Governor Andy Beshear held a press briefing today to address Kentuckians about the ongoing fight against the Covid-19 virus and announce 1,623 new cases of Covid-19 in the past few days.
The governor kicked off his COVID-19 address with good news regarding the number of weekly cases in the state.
“The trend on new cases, new weekly cases continues to move in the right direction,” Beshear said. “We have now had three straight weeks of decreasing numbers of total cases.”
Kentucky’s positivity rate has dropped from 9.4% on Friday to 8.85% today.
“That’s up a little since last Monday, but last Monday and today are significantly lower than what we have seen really for the past several months,” Beshear said.
There are currently 1,314 people who have been hospitalized and 337 of those people are in the ICU and 178 people are on ventilators.
In long term care facilities, there are currently 576 active cases and 322 cases of staff members that have tested positive.
Beshear said that the numbers in long term care facilities have been decreasing as vaccinations continue to be administered.
There were also 1,330 students in K-12 schools test positive last week and 563 staff members. 6,886 students were newly quarantined and newly quarantined staff members sits at 911. There are also 18 high school sports teams that have had to quarantine.

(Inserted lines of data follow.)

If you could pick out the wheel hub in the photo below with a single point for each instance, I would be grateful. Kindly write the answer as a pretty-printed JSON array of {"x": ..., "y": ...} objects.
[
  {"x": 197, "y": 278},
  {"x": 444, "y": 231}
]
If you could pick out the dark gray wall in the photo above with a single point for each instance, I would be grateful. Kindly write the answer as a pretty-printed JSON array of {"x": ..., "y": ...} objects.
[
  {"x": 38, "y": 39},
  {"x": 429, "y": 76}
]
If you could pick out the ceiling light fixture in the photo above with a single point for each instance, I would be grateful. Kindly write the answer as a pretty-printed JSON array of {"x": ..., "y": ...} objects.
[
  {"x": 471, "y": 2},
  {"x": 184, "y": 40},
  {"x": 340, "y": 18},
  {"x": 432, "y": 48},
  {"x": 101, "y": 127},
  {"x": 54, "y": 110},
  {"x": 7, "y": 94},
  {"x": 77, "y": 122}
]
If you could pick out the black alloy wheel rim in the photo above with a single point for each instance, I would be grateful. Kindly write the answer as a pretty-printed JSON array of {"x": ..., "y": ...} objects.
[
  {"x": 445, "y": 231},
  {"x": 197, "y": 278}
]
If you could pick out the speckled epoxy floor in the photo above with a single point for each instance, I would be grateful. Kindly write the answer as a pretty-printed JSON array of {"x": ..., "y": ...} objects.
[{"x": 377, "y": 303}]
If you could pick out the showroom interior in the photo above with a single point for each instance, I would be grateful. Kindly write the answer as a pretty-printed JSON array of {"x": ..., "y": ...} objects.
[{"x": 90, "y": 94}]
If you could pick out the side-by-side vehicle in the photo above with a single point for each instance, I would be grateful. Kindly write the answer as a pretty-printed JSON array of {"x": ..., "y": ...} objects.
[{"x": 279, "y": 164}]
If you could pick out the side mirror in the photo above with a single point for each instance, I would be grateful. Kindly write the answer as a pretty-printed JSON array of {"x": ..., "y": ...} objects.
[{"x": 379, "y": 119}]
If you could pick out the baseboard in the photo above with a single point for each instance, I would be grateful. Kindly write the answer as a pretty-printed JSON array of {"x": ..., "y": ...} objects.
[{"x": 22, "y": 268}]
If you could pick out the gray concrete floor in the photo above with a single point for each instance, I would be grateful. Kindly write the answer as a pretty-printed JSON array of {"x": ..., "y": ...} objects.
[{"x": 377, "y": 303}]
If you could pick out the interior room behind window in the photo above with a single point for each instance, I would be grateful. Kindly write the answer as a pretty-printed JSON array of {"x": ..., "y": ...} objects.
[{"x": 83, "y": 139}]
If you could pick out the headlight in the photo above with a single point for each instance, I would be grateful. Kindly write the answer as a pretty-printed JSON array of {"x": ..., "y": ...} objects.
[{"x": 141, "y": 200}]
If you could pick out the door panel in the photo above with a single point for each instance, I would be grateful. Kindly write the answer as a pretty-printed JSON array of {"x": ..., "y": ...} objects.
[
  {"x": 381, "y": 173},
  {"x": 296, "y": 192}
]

“With everything we’ve been through and the country’s been through, I think seeing a decrease, hopefully being optimistic that it will continue, but remaining vigilant is where we should be,” Beshear said. “When you follow all these good practices, when you wear a mask, when you remain socially distant, we see results.”
Following Beshear’s report on the state’s Covid-19 numbers, he switched gears to talk about the vaccination progression.
According to the governor, the first round of vaccinations has been received and distributed to hospitals around the state for health care workers. However, the second round has not yet been received.
“The second does when they come in are for a specific person and we’re gonna get them to that person. It may take a little longer than we would normally do in our first dose,” Beshear said. “But Dr. Fauci, CDC, FDA all say you gotta that second dose to the person.”
Beshear said the process of distribution took longer than expected, but he is hopeful that the continued planning and execution of the infrastructure being developed can help to speed up the distribution process to get the vaccine in the arms of Kentuckians who need it.